Challenges and Future of AI Agents
Despite GLM-PC’s impressive capabilities, it still faces some challenges. For example, when dealing with homophones and complex tasks, AI may make errors or get stuck in loops. Additionally, while AI’s operating speed is close to that of humans, it still appears slightly slower in certain scenarios. These issues need to be resolved through continuous technological iterations and optimizations.
However, the emergence of GLM-PC undoubtedly points the way for the future of AI Agents. With continuous technological advancements, AI Agents will not only be limited to simple task execution but will also possess stronger autonomous learning abilities and creativity.
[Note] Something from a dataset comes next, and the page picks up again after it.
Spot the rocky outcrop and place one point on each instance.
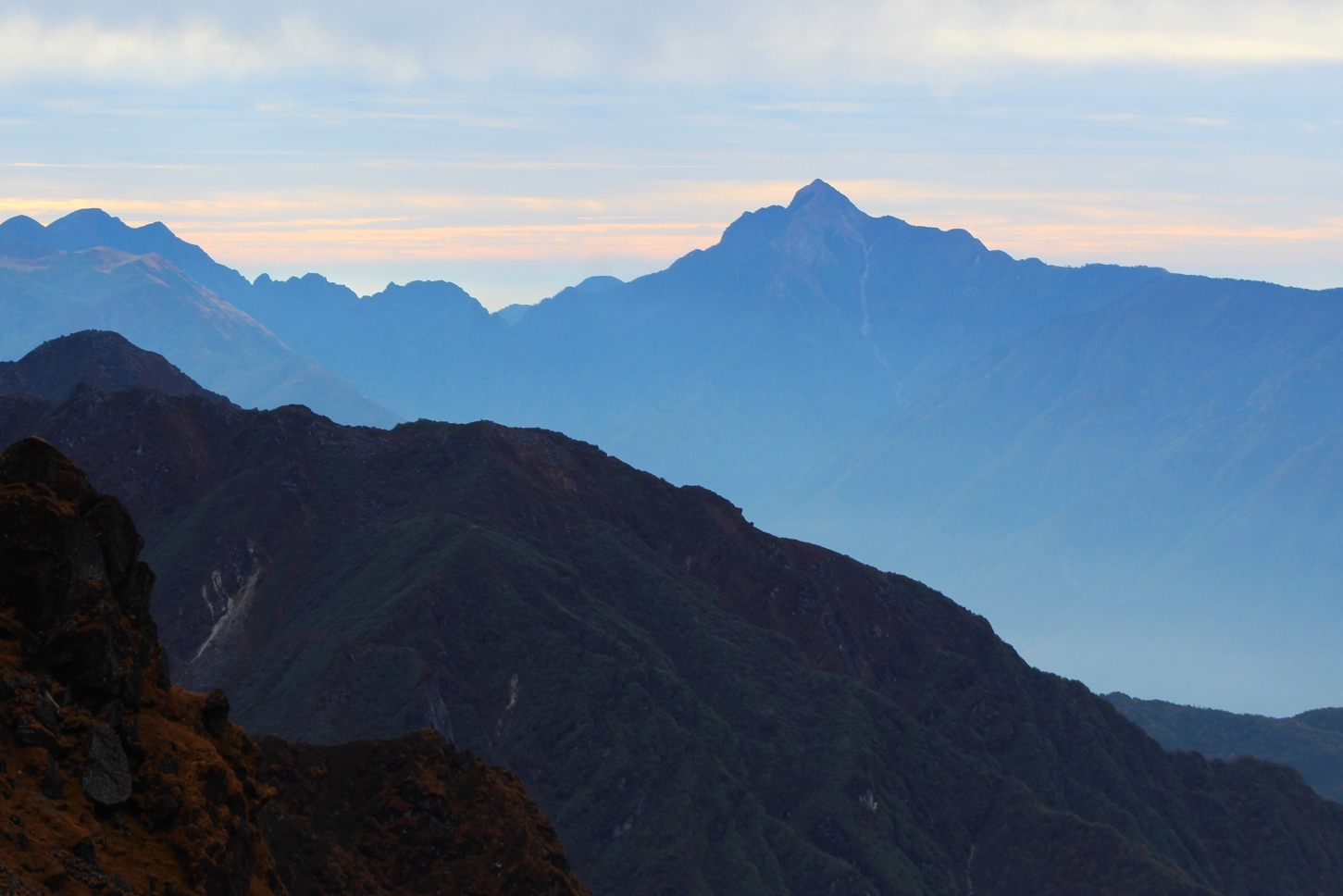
(112, 780)
(109, 778)
(414, 815)
(101, 359)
In the future, AI Agents may become our “super assistants,” helping us complete more complex tasks and even surpass human capabilities in certain areas.
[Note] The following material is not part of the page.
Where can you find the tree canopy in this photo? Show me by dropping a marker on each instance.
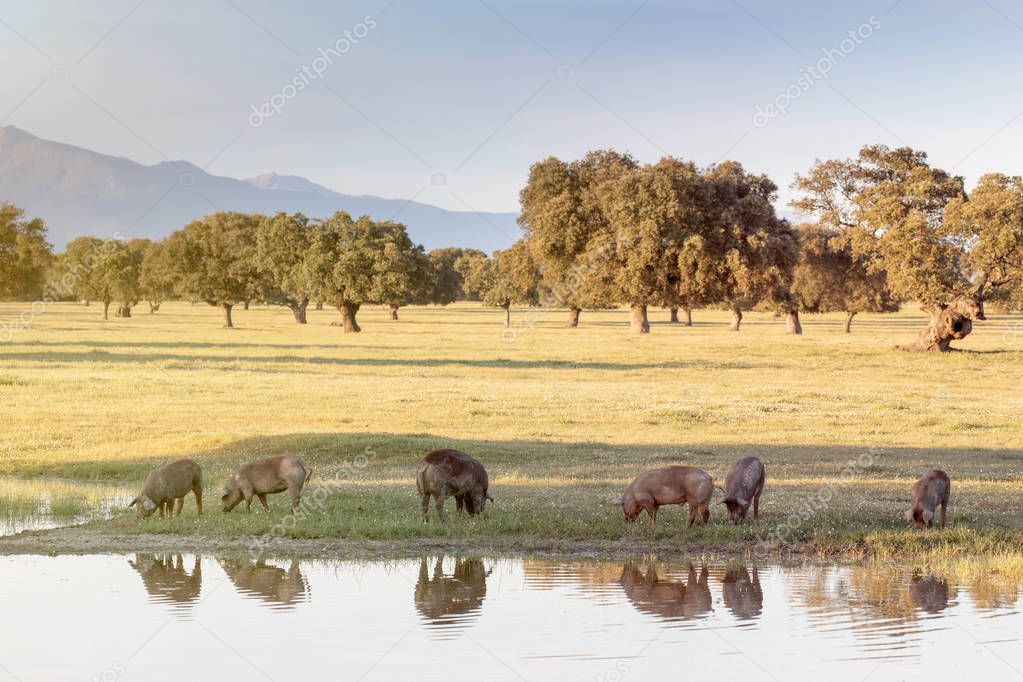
(25, 255)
Case Support: Practical Applications of GLM-PC
To better understand the capabilities of GLM-PC, here are some specific application cases:
-
Automatic Sending of WeChat Greetings: Users can tell GLM-PC, “Send New Year greetings to all members of the ‘Night Owl Test’ group on WeChat.” GLM-PC will gradually break down the task, generate a detailed thought chain, and ultimately complete the sending automatically. Each group member receives a customized greeting, with different content.
-
Cross-Platform Search and Organization: Users can ask GLM-PC, “Search for Spring Festival customs on Xiaohongshu, get the top three images and text introductions, expand them into an article, and save it to a Word file on the desktop.” GLM-PC will automatically open Xiaohongshu, search for relevant content, organize the information, generate the article, and ultimately save it to the specified location.
-
Automatic Meeting Scheduling: Users can tell GLM-PC, “Schedule a meeting for 3 PM tomorrow and send meeting invitations to relevant personnel.” GLM-PC will automatically open the calendar, schedule the meeting time, and send invitation emails to specified personnel.
-
Cross-APP Price Comparison: Users can request GLM-PC, “Compare prices for the iPhone 15 on Taobao and JD, and save the results to an Excel file.” GLM-PC will automatically open both e-commerce platforms, search for the specified product, compare prices, and organize the results, ultimately saving them to an Excel file.
These cases demonstrate the powerful capabilities of GLM-PC in practical applications, enhancing work efficiency and providing great convenience to users.
Official Product Website
If you are interested in GLM-PC, you can visit the official website of Zhizhu AI for more information and to download the experience:
-
GLM-PC Official Website: https://cogagent.aminer.cn/home -
AutoGLM Official Website: https://agent.aminer.cn/
The Power of China in the Era of AI Agents
The launch of GLM-PC not only showcases China’s strong capabilities in the AI field but also demonstrates how AI Agents are transitioning from science fiction to reality. Zhizhu AI has successfully created an AI Agent that can think and operate like a human through the combination of multimodal perception and code thinking. This technological breakthrough not only changes how we interact with machines but also opens up new possibilities for future AI applications.
2025 is destined to be the “year of AI Agents.” In this global AI competition, China has already taken the lead. The emergence of GLM-PC not only reveals the potential of AI Agents but also fills us with anticipation for the future. As Zhizhu AI has shown, the era of AI Agents has arrived, and China is leading this transformation.